Sissy had feared for weeks that she’d be replaced by someone younger and prettier. When Bobby called to tell her he’d heard that her replacement was the host of Ready . . . Steady . . . Cook! in the UK, Ainsley Harriott, who was four months older than Sissy, she breathed a sigh of relief.
Judy was more gentle with Curtis Aikens. He had been earning around $200,000 a year for the programs he was still making for the network, including cohosting Calling All Cooks, a showcase of recipes from home cooks. When his contract expired, Judy offered him a third of what he’d been getting. Predictably, he said, “No hard feelings,” and informed the network he’d be moving on.
Judy flew out to Los Angeles to tell Mary Sue Milliken and Susan Feniger they were finished, too. The name of their show had been changed to Tamales World Tour, but to Judy, it was still an instructional show. All together, they’d made four hundred episodes, more than enough to use as reruns if the need arose.
Susan was bummed out, but her girlfriend, Liz Lachman, had always told her, “You just need to do the show and know that at any point it could end. These things come and go.”
The day Bill Boggs was told he was out, he left Food Network and walk
ed over to the 21 Club and ordered his favorite: a cheeseburger with grilled onions and a glass of wine. As he sipped his drink in the late afternoon, he stared at the empty booth where a couple of years earlier he had interviewed Deborah Norville for Corner Table. He raised his glass and toasted the air.
As the cancellations mounted, so did complaints. What was left of the network’s old guard told Judy that something essential was being lost—the world of fine food that Alan Richman and Nina Griscom had presented, the intricacies of French wines David Rosengarten knew so much about. The grousing droned on, but had no effect on Judy.
The cultural change at the network was underscored when it moved out of 1177 Sixth Avenue to more spacious and modern offices across the avenue at 1180, which had desks for the advertising sales and marketing departments that had previously been relegated off-site. It was more professionally decorated. In-house production and the kitchen moved to professional studios at Fifty-seventh Street and Tenth Avenue, a twenty-five-minute walk away, meaning there were fewer fruit flies, and the executive suites no longer smelled like whatever was being cooked in the central kitchen. Emeril Live was shot on the ground floor at the studios, and Sara Moulton, whom Judy found appealing for her simplicity and for the economy of her show, finally got her own permanent Cooking Live set that was scaled to her height so she could cook safely. The professional ovens had doors that did not shatter, and more space to cook. The quality of the recipes and the appearance of the finished dishes improved dramatically.

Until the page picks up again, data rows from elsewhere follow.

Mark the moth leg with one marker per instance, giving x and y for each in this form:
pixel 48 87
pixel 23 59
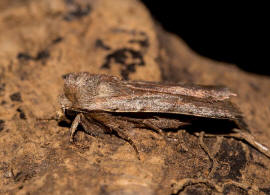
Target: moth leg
pixel 214 165
pixel 113 124
pixel 148 124
pixel 74 126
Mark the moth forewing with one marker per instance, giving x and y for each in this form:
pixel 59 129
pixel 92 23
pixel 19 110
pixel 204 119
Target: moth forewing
pixel 89 93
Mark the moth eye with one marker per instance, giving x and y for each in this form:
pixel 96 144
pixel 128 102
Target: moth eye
pixel 104 90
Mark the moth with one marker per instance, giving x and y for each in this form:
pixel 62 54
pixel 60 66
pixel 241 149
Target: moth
pixel 103 103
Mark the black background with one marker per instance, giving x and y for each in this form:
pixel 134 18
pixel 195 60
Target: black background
pixel 225 32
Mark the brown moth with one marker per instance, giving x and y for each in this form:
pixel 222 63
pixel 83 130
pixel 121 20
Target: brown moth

“I’m a television person, not a food person. So my job was to take it to the next level in building it as a television network. The food thing was secondary to that, it really was. The other point of view is from the foodie point of view of what the network did and didn’t do, its effect on food culture, blah blah blah blah blah blah blah.”
—JUDY GIRARD
By the spring of 2000, Judy’s new programming schedule began taking hold. The programming day was now segregated into three clear parts: straight cooking shows, cooking shows with strong personalities, and cooking as entertainment.